Il Foro Romano è la più importante area archeologica di Roma, che si estende dal Campidoglio al Palatino, Già dal VII secolo a.C. in questa area si concentravano attività politiche, commerciali e religiose. Al Foro Romano si aggiunsero poi i Fori Imperiali: il Foro di Cesare, di Augusto, di Nerva, di Vespasiano e quello più imponente di Traiano, del quale sono ammirabili tuttora la Colonna e i Mercati.






(D) Campidoglio
Sin dalle origini di Roma il famoso colle ha ospitato gli uffici del potere della città ed è stato teatro di solenni celebrazioni pubbliche. Sulla piazza, concepita da Michelangelo, si affacciano tre palazzi: quello centrale, palazzo Senatorio, sede degli uffici dell'amministrazione comunale, e i due laterali, Palazzo dei Conservatori e Palazzo Nuovo, che custodiscono gli splendidi tesori dei Musei Capitolini, nella Pinacoteca sono custoditi più di 200 dipinti realizzati dal XIV al XVIII secolo da straordinari Maestri quali: Tiziano, Pietro da Cortona, Caravaggio, Guercino, Rubens, e tanti altri.
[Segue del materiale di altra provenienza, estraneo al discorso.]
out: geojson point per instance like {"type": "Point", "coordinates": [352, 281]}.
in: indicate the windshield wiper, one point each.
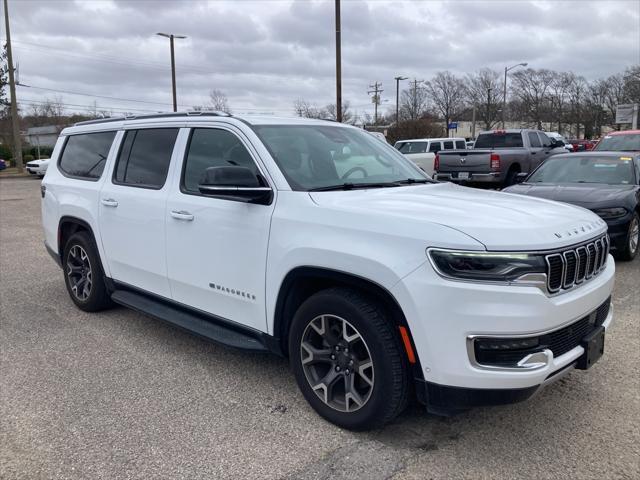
{"type": "Point", "coordinates": [411, 181]}
{"type": "Point", "coordinates": [352, 186]}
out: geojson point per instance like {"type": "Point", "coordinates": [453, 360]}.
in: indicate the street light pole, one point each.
{"type": "Point", "coordinates": [15, 121]}
{"type": "Point", "coordinates": [338, 66]}
{"type": "Point", "coordinates": [171, 36]}
{"type": "Point", "coordinates": [504, 92]}
{"type": "Point", "coordinates": [397, 79]}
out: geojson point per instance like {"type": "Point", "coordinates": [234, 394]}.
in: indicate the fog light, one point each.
{"type": "Point", "coordinates": [507, 343]}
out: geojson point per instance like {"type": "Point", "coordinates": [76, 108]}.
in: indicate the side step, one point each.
{"type": "Point", "coordinates": [192, 322]}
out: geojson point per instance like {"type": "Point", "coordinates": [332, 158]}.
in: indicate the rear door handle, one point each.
{"type": "Point", "coordinates": [109, 202]}
{"type": "Point", "coordinates": [182, 215]}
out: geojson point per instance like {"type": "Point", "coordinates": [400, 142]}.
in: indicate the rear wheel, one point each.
{"type": "Point", "coordinates": [632, 241]}
{"type": "Point", "coordinates": [347, 359]}
{"type": "Point", "coordinates": [83, 274]}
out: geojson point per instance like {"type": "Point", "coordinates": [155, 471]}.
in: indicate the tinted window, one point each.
{"type": "Point", "coordinates": [534, 140]}
{"type": "Point", "coordinates": [413, 147]}
{"type": "Point", "coordinates": [580, 169]}
{"type": "Point", "coordinates": [546, 141]}
{"type": "Point", "coordinates": [84, 155]}
{"type": "Point", "coordinates": [499, 140]}
{"type": "Point", "coordinates": [145, 156]}
{"type": "Point", "coordinates": [326, 156]}
{"type": "Point", "coordinates": [211, 147]}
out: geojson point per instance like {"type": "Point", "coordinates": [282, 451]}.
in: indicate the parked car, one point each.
{"type": "Point", "coordinates": [497, 158]}
{"type": "Point", "coordinates": [38, 167]}
{"type": "Point", "coordinates": [606, 183]}
{"type": "Point", "coordinates": [560, 140]}
{"type": "Point", "coordinates": [623, 141]}
{"type": "Point", "coordinates": [582, 145]}
{"type": "Point", "coordinates": [423, 151]}
{"type": "Point", "coordinates": [315, 241]}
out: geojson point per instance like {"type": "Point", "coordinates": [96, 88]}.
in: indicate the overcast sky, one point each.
{"type": "Point", "coordinates": [264, 54]}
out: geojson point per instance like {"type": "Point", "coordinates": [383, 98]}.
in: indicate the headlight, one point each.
{"type": "Point", "coordinates": [608, 213]}
{"type": "Point", "coordinates": [487, 266]}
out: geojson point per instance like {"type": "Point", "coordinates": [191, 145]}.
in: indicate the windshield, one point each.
{"type": "Point", "coordinates": [412, 147]}
{"type": "Point", "coordinates": [499, 140]}
{"type": "Point", "coordinates": [581, 169]}
{"type": "Point", "coordinates": [620, 143]}
{"type": "Point", "coordinates": [318, 156]}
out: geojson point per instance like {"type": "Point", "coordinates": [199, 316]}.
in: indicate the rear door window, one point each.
{"type": "Point", "coordinates": [85, 155]}
{"type": "Point", "coordinates": [534, 140]}
{"type": "Point", "coordinates": [144, 157]}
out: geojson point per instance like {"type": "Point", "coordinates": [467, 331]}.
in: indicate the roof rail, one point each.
{"type": "Point", "coordinates": [155, 115]}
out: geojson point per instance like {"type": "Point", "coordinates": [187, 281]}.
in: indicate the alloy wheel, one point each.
{"type": "Point", "coordinates": [337, 363]}
{"type": "Point", "coordinates": [79, 273]}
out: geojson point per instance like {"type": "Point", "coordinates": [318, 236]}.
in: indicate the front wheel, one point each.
{"type": "Point", "coordinates": [348, 360]}
{"type": "Point", "coordinates": [632, 240]}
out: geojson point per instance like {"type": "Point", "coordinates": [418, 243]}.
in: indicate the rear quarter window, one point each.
{"type": "Point", "coordinates": [84, 155]}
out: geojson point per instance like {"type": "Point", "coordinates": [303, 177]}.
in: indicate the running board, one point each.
{"type": "Point", "coordinates": [192, 322]}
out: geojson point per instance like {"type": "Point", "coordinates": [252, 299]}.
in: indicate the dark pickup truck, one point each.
{"type": "Point", "coordinates": [497, 158]}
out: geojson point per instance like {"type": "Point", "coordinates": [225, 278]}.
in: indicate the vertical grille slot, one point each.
{"type": "Point", "coordinates": [574, 265]}
{"type": "Point", "coordinates": [591, 249]}
{"type": "Point", "coordinates": [581, 269]}
{"type": "Point", "coordinates": [570, 262]}
{"type": "Point", "coordinates": [555, 265]}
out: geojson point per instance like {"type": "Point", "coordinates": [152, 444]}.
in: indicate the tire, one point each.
{"type": "Point", "coordinates": [632, 240]}
{"type": "Point", "coordinates": [83, 274]}
{"type": "Point", "coordinates": [378, 377]}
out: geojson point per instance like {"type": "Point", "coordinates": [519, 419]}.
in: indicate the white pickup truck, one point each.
{"type": "Point", "coordinates": [423, 151]}
{"type": "Point", "coordinates": [315, 241]}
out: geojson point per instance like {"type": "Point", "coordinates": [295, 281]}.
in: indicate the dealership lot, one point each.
{"type": "Point", "coordinates": [118, 394]}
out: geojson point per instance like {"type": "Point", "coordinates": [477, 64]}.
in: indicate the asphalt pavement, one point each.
{"type": "Point", "coordinates": [120, 395]}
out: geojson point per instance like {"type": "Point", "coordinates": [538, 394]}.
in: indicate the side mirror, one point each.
{"type": "Point", "coordinates": [239, 184]}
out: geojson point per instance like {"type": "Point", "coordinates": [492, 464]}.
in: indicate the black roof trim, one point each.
{"type": "Point", "coordinates": [154, 115]}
Al centro della piazza si può ammirare la copia della statua bronzea di Marco Aurelio, sopravvissuta alla distruzione perchè si pensava rappresentasse l'imperatore cristiano Costantino. Il basamento è stato realizzato da Michelangelo e l'originale si trova nei Musei adiacenti.Un camminamento recentemente aperto al pubblico congiunge la Piazza del Campidoglio alla terrazze del Vittoriano dalle quali si può godere di una incomparabile vista a 360° sulla città. Il Vittoriano, o Monumento a Vittorio Emanuele II, primo re d'Italia, è interamente accessibile sia nei suoi spazi esterni che interni (Sacrario delle Bandiere, Museo del Risorgimento) e la visita è gratuita. Il complesso monumentale fu inaugurato nel 1911 in occasione del primo cinquantenario dell'Unità d'Italia e dal 1921 conserva le spoglie del Milite Ignoto.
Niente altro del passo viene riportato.